Each year the combined costs of lost productivity and medical care for injuries caused by motor vehicle accidents add up to more than $99 billion, according to a recently released study from the Centers for Disease Control and Prevention. This annual cost equals roughly $500 per licensed driver in the country.

The study, published in the Traffic Injury Prevention journal, included the costs associated with accidents involving all kinds of vehicles, including cars and motorcycles, and pedestrians and bicyclists as well. The data used in the study was gathered in 2005, but researchers believe that the costs have not gone down since that time.

Almost 40,000 die in car related accidents each year, with a new patient being admitted to the emergency with an accident related injury every 10 seconds. While many people already understand the physical dangers and losses caused by car crashes, the CDC wanted to highlight the fiscal damage that these accidents cause.

Motor vehicle accidents involving a fatality cost $58 billion, and $28 billion was spent on non-fatal injuries. Men make up nearly three fourths of the people killed by car accidents, and over half of those injured. Teens and young adults account for 28 percent of all combined car accidents, and create $31 billion of the cost. Pedestrians of both genders and all age groups only accounted for 5 percent of the injuries, but due to the lack of protective gear they generated 10 percent of the costs.

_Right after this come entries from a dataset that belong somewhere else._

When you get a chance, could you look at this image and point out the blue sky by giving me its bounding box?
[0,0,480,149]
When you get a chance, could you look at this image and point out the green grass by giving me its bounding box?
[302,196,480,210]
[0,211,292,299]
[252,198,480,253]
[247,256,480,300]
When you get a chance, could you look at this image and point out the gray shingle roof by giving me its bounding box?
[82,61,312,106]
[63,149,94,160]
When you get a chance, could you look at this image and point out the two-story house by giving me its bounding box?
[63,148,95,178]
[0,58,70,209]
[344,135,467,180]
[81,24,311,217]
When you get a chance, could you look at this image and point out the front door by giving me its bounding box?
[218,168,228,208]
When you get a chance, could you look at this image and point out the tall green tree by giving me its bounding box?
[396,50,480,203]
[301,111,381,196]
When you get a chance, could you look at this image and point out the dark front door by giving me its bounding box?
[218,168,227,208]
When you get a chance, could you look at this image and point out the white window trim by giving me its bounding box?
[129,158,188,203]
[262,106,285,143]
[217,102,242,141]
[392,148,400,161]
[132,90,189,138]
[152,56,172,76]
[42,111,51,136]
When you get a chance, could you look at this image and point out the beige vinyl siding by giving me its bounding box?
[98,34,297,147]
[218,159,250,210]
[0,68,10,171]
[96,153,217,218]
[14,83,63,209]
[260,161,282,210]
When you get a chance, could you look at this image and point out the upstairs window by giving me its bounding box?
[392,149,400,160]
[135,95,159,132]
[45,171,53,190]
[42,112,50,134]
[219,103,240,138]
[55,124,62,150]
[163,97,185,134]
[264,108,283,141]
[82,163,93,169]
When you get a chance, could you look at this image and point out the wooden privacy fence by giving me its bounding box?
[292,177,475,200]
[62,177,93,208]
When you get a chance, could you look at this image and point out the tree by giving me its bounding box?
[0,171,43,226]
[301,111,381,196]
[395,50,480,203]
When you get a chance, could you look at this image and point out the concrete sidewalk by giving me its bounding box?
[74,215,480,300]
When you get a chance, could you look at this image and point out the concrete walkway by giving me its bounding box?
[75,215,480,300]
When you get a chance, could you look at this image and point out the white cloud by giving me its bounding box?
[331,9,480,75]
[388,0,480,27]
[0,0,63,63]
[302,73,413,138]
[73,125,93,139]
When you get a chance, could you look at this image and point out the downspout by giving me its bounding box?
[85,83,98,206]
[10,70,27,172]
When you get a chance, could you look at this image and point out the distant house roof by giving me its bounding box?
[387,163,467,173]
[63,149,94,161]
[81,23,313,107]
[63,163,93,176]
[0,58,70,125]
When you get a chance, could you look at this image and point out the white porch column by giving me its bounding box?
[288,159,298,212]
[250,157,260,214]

The CDC is also working on methods for reducing motor vehicle accidents. These strategies include:

-Graduated Driver Licensing: states that limit young drivers to practicing in lower risk driving situations, like daytime and good weather driving, have shown as much as a 40 percent decrease in accidents involving 16 year old drivers.

-Seat Belt Enforcement: programs designed to enforce seat belt use save lives and prevent serious injuries by raising the percentage of drivers using their seat belts.